Domestic gas output is growing slowly, as expected. Because storage is trending below the 5-year average storage volumes, gas prices are climbing to reverse this trend. The most recent weekly storage report showed a smaller injection than expected, which is bullish for prices as they will need to be higher to coax more gas into storage. At the time of this report, the current storage deficit to last year’s storage was 542 billion cubic feet and 185 Bcf below 5-year average volumes.

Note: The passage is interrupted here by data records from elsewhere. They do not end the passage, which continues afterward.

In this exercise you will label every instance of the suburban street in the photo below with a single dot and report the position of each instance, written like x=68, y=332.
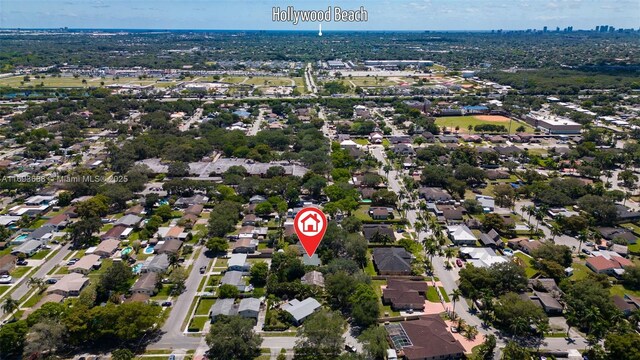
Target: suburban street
x=449, y=278
x=173, y=336
x=22, y=288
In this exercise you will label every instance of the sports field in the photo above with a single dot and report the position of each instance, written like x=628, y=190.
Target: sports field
x=463, y=122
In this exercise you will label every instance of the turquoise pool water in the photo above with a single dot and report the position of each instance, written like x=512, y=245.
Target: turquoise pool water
x=149, y=249
x=126, y=250
x=136, y=268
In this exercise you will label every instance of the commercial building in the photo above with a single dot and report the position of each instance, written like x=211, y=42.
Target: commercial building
x=552, y=124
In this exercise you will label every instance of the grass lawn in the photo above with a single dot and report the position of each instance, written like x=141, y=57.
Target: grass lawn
x=444, y=294
x=204, y=306
x=463, y=123
x=370, y=269
x=40, y=254
x=363, y=213
x=529, y=270
x=33, y=300
x=432, y=294
x=620, y=290
x=198, y=322
x=19, y=271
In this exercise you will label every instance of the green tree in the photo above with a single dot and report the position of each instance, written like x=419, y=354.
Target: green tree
x=227, y=291
x=217, y=245
x=320, y=337
x=12, y=339
x=364, y=306
x=122, y=354
x=233, y=338
x=259, y=272
x=374, y=342
x=10, y=305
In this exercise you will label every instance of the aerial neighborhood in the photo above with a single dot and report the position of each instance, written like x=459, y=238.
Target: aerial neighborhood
x=148, y=196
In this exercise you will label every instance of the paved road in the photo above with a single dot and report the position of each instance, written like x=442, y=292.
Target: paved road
x=449, y=278
x=23, y=286
x=256, y=124
x=174, y=337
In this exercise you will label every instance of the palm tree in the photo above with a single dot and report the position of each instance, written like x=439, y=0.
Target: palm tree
x=37, y=283
x=471, y=332
x=529, y=210
x=455, y=296
x=173, y=260
x=555, y=231
x=583, y=236
x=9, y=306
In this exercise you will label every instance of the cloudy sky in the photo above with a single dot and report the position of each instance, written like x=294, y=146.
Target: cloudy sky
x=383, y=14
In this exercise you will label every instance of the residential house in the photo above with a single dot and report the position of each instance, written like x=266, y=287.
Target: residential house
x=238, y=262
x=146, y=284
x=313, y=278
x=427, y=338
x=7, y=263
x=525, y=245
x=106, y=248
x=246, y=246
x=58, y=222
x=608, y=262
x=185, y=202
x=157, y=264
x=392, y=261
x=235, y=278
x=168, y=246
x=70, y=285
x=487, y=203
x=225, y=307
x=405, y=294
x=435, y=195
x=129, y=221
x=379, y=213
x=491, y=239
x=372, y=232
x=461, y=235
x=28, y=248
x=300, y=310
x=86, y=264
x=249, y=308
x=118, y=232
x=482, y=257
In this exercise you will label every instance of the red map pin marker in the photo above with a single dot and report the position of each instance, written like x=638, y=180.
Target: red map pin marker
x=310, y=225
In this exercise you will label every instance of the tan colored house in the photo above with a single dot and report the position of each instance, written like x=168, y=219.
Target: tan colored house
x=69, y=285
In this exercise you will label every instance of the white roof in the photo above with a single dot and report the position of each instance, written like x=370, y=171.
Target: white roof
x=301, y=309
x=461, y=232
x=237, y=260
x=482, y=257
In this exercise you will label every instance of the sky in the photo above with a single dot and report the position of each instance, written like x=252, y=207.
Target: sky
x=257, y=14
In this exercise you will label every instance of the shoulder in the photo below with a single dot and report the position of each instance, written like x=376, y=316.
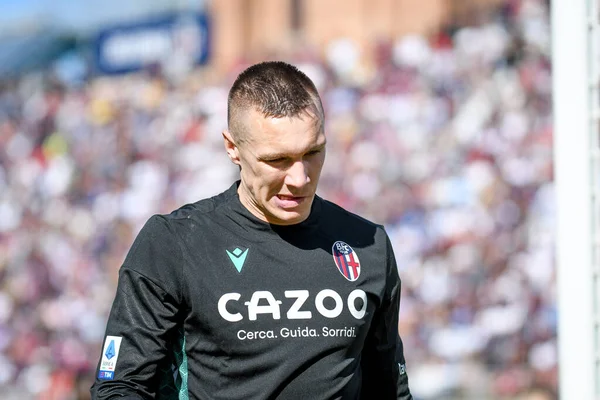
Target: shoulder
x=336, y=220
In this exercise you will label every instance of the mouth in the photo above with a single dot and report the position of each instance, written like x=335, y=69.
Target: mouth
x=288, y=201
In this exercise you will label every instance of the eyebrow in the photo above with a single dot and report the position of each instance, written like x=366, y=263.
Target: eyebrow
x=275, y=156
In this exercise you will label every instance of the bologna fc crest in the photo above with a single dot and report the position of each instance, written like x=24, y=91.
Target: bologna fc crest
x=346, y=260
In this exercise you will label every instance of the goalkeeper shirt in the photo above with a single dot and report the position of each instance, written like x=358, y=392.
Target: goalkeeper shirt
x=213, y=303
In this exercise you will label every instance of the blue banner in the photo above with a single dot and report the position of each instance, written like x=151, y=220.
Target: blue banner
x=172, y=38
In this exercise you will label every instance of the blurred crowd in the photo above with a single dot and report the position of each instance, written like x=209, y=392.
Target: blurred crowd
x=446, y=140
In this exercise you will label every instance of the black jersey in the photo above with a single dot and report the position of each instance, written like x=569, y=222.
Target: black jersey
x=213, y=303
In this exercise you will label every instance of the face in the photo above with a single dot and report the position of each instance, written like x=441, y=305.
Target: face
x=281, y=161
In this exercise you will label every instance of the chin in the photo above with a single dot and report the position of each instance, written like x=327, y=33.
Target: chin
x=290, y=217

Screen Shot 2021 08 13 at 12.54.36 PMNearby, we show a chart plotting the difference between 2021 weekly storage volumes and the 5-year average and compared to gas futures prices. The greatest deficit was experienced at the start of July. After narrowing somewhat during July, the latest report showed the deficit had almost returned to the earlier peak. As a result, gas prices reached $3.65/Mcf at the time of the earlier peak in early June before flatlining for three weeks while the deficit shrank. With a widening deficit, gas prices jumped, crossing the $4/Mcf threshold. They climbed even higher in early August, before retreating when the latest storage report was issued. The price decline suggests the market believes they are high enough to rebuild storage heading into winter.

A $4/Mcf price was last seen in late 2016. Since then, natural gas has been the least-respected fuel in the energy mix, often fighting to keep prices from sinking to new lows. Does breaking the $4/Mcf barrier mark the start of a new era for gas? Only time will tell.